6. John Calvin’s preaching was accessible in its simplicity.
“As a preacher, Calvin’s primary aim was not to communicate to other theologians, but to reach the common person in the pew. … Occasionally, Calvin would explain the meaning of a word more carefully, but without ever giving the Hebrew or Greek original. Yet Calvin did not hesitate to use the language of the Bible.”
7. John Calvin’s preaching was pastoral in its tone.
“The Genevan Reformer never lost sight of the fact that he was a pastor. Thus, he warmly applied Scripture with loving exhortation to shepherd his flock. He preached with the intent of prompting and encouraging his sheep to follow the Word.”
8. John Calvin’s preaching was polemic in its defense of the truth.
“For Calvin, preaching necessitated an apologetic defense of the faith. He believed that preachers must guard the truth, so systematic exposition required confronting the Devil’s lies in all their deceptive forms.”
9. John Calvin’s preaching was passionate in its outreach.
There is a sad misconception today that because Calvin believed in predestination, he was not evangelistic. The persistent myth is that he did not have a passion to reach lost souls for Christ. Nothing could be further from the truth. Calvin possessed a great passion to reach lost souls. For that reason, he preached the gospel with heart-stirring persuasion, passionately pleading with errant sinners to cast themselves on God’s mercy.
10. John Calvin’s preaching was doxological in its conclusion.
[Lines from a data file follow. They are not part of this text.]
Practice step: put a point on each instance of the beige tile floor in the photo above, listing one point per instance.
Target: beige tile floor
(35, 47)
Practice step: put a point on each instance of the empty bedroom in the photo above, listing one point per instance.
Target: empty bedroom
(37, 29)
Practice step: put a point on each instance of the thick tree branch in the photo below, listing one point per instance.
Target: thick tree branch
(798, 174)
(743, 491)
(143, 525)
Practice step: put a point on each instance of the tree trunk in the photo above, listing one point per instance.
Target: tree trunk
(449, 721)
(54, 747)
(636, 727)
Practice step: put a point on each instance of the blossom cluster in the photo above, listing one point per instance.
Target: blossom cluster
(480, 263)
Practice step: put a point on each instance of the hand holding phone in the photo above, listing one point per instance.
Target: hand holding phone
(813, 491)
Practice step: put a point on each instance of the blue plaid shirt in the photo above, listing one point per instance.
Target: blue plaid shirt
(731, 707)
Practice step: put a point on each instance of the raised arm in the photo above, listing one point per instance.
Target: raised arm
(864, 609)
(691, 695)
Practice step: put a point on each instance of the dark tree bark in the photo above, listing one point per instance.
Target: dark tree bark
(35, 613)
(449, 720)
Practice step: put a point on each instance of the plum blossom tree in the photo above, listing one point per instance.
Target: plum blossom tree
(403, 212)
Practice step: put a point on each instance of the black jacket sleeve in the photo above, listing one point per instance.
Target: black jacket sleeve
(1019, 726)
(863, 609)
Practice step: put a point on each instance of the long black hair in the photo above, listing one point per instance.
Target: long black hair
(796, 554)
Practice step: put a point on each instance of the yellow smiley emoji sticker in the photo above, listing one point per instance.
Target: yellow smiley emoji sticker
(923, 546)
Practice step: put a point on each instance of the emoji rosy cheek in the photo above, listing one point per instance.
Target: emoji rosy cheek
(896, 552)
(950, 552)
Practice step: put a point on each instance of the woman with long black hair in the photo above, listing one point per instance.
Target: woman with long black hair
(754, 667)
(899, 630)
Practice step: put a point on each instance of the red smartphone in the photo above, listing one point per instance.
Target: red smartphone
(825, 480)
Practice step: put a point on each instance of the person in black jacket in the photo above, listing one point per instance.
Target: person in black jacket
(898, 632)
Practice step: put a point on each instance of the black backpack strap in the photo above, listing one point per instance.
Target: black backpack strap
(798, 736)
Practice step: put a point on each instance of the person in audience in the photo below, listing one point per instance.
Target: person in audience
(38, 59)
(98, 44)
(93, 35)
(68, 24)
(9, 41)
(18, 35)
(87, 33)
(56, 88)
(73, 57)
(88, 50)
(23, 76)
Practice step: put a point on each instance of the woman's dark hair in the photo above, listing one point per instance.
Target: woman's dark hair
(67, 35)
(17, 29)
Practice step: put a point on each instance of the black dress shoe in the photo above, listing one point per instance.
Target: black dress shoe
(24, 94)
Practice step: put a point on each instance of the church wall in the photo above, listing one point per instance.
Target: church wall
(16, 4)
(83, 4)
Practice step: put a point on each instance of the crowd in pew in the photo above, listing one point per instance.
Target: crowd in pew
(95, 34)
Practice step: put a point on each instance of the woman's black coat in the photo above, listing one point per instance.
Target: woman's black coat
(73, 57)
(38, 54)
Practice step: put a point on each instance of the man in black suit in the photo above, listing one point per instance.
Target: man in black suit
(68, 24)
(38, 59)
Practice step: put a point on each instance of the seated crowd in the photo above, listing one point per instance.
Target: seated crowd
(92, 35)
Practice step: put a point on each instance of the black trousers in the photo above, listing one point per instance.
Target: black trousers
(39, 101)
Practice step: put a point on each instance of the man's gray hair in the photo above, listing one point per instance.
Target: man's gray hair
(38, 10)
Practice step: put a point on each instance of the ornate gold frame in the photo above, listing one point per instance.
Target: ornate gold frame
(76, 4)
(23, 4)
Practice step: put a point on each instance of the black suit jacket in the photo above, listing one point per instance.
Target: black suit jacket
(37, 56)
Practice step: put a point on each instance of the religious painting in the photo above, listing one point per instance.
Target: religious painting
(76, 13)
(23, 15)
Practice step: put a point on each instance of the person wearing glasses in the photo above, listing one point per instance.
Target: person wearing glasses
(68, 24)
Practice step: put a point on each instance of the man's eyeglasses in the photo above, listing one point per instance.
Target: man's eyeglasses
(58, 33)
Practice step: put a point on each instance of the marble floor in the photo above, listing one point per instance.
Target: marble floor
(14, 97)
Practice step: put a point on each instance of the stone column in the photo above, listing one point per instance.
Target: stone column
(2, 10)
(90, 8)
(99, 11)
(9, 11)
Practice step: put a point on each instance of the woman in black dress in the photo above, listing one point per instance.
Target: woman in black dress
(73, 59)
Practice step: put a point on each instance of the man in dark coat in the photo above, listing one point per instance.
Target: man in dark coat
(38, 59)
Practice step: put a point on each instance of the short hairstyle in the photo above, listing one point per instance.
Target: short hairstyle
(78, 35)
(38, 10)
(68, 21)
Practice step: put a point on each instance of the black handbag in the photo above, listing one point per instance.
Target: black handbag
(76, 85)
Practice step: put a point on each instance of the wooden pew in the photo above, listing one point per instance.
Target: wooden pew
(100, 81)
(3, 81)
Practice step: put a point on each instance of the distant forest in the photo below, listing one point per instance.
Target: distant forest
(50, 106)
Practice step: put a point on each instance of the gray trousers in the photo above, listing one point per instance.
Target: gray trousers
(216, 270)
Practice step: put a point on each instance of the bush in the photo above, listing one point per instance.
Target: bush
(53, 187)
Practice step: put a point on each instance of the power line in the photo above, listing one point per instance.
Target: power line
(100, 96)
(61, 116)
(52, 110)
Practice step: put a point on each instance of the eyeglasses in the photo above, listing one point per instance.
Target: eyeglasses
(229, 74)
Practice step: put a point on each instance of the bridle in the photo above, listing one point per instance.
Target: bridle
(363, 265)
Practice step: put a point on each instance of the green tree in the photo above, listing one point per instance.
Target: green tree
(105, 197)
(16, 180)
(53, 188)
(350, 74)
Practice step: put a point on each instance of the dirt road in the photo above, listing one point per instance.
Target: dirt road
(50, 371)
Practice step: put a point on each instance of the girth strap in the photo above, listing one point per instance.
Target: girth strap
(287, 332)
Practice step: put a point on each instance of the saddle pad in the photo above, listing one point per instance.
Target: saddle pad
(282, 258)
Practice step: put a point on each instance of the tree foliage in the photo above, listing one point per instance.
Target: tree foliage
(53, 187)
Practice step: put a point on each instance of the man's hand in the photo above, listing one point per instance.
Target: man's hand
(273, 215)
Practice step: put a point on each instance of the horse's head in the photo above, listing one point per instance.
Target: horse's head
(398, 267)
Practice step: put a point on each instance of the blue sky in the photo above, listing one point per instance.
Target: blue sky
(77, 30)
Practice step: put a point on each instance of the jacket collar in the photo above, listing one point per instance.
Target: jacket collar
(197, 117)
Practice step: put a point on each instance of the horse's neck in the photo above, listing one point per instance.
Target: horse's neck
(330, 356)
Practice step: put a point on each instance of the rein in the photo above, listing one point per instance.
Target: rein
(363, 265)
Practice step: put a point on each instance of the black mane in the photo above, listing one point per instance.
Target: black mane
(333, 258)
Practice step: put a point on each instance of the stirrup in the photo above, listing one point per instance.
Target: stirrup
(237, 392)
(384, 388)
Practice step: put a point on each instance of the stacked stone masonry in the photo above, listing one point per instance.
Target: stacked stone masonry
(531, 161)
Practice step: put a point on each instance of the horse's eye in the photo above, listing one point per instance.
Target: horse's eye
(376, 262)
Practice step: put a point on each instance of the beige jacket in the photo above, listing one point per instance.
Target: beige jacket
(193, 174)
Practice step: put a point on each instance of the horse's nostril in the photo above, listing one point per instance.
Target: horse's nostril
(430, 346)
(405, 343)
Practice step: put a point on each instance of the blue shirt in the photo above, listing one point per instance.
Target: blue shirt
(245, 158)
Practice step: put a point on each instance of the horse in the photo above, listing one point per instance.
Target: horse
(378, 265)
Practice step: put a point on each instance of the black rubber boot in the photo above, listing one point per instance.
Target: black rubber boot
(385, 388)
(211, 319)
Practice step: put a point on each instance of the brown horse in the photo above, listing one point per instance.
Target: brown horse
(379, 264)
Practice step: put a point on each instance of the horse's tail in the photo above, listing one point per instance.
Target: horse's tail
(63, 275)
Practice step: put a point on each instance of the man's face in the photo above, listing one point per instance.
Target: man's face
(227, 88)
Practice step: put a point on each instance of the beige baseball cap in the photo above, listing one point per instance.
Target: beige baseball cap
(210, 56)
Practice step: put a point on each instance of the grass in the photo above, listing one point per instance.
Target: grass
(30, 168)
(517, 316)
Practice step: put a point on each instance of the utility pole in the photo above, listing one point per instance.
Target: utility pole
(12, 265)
“All of Calvin’s sermons were God-centered throughout, but his closing appeals were especially heartfelt and passionate. He simply could not step down from his pulpit without lifting up the Lord and urging his listeners to yield to His absolute supremacy. … As he concluded, Calvin regularly exhorted his congregation: ‘Let us fall before the majesty of our great God.’ Whatever his text, these fervent words called for the unconditional submission of his listeners.”